REST settlement highlights climate risk duties for pension funds

Out-Law News | 03 Nov 2020 | 4:36 pm | 1 min. read

A major pension fund in Australia has committed to achieving an investments portfolio with a 'net zero' carbon footprint by 2050 as part of a settlement agreement reached with one of its members who had raised legal action against it.

The case, brought by 25 year old council worker Mark McVeigh before the Federal Court of Australia, centred on whether Retail Employees Superannuation Trust, a A$57 billion (US$41bn) pension fund, had breached its fiduciary duties by not acting in McVeigh's best interests and exercising care, skill and diligence to protect his retirement savings from the financial risks posed by climate change.
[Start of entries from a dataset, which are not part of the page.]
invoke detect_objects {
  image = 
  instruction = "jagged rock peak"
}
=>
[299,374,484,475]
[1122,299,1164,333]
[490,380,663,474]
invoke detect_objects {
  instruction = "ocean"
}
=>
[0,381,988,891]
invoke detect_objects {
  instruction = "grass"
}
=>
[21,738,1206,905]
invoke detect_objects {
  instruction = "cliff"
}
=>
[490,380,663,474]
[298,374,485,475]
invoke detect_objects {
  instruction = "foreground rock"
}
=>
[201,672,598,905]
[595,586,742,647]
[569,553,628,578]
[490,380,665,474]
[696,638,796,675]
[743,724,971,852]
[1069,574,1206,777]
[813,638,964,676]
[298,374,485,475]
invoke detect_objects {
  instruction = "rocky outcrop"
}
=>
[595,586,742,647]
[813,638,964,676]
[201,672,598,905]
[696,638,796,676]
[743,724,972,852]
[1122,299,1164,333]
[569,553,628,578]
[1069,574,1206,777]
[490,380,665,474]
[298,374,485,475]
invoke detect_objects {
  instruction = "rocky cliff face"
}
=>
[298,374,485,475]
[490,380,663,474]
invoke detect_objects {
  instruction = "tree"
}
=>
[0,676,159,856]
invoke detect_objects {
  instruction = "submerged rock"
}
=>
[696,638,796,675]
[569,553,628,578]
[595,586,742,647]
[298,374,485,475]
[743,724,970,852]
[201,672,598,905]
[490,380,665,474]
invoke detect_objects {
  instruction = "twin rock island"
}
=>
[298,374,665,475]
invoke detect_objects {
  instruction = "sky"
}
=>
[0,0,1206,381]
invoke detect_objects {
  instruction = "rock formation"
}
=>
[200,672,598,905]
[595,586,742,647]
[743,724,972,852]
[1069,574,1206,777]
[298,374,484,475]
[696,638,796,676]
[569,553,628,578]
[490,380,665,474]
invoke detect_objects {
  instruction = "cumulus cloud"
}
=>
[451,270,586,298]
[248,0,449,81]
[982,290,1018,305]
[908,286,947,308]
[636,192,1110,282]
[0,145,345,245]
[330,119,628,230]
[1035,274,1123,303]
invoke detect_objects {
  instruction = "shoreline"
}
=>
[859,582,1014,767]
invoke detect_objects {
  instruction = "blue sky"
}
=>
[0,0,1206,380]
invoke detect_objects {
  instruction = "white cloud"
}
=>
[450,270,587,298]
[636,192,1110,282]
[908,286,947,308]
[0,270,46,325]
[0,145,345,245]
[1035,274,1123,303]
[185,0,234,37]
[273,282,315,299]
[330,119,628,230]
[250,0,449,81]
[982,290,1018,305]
On Monday, REST and McVeigh announced they had reached an out-of-court settlement in their dispute. In a statement, REST admitted that climate change represents a "material, direct and current financial risk" to the fund and committed to a range of actions to address that risk.

Saunders Carolyn

Carolyn Saunders

Partner, Head of Office, London and Head of Pensions & Long-Term Savings

This settlement from the other side of the world will add to the scrutiny of schemes’ responses to climate change and increases reputational risk for those schemes that fail to engage with this issue

Commitments made by REST include the implementation of "a long-term objective to achieve a net zero carbon footprint for the fund by 2050". It has also said it will measure, monitor and report outcomes on its climate related progress and actions, and encourage its investee companies to disclose climate-related risk, in line with recommendations made by the global Task Force on Climate-related Financial Disclosures (TCFD). The TCFD recommendations aim to encourage publicly-listed companies and large asset owners to be more transparent around climate-related risk facing their businesses.

Melbourne-based Ewan Robertson of Pinsent Masons, the law firm behind Out-Law, recently highlighted McVeigh's case as an example of the growing awareness of companies and institutions in Australia of climate change issues and the need to act to address them. London-based pensions expert Carolyn Saunders of Pinsent Masons said that the REST settlement is an indicator of a more widespread push towards acknowledging and addressing climate-related risk in the pensions industry.

Saunders highlighted a recent consultation by the Department for Work and Pensions in the UK on plans to impose climate risk governance and reporting on UK pension schemes, building on the TCFD's existing voluntary disclosures framework. The new requirements are anticipated to be built into the Pension Schemes Bill currently before the UK parliament.

"Trustees in most jurisdictions have similar fiduciary duties and climate change is a global issue, so the commitments made by this Australian super fund are relatable to trustees in the UK," Saunders said. "In fact, many of the commitments made by REST mirror what is proposed in the recent DWP consultation on trustee governance of climate risk and TCFD-style reporting. Although the UK proposals are aimed at registered master trusts and large defined benefit schemes, they are expected to drive best practice across UK pension schemes."

"This settlement from the other side of the world will add to the scrutiny of schemes’ responses to climate change and increases reputational risk for those schemes that fail to engage with this issue," she said.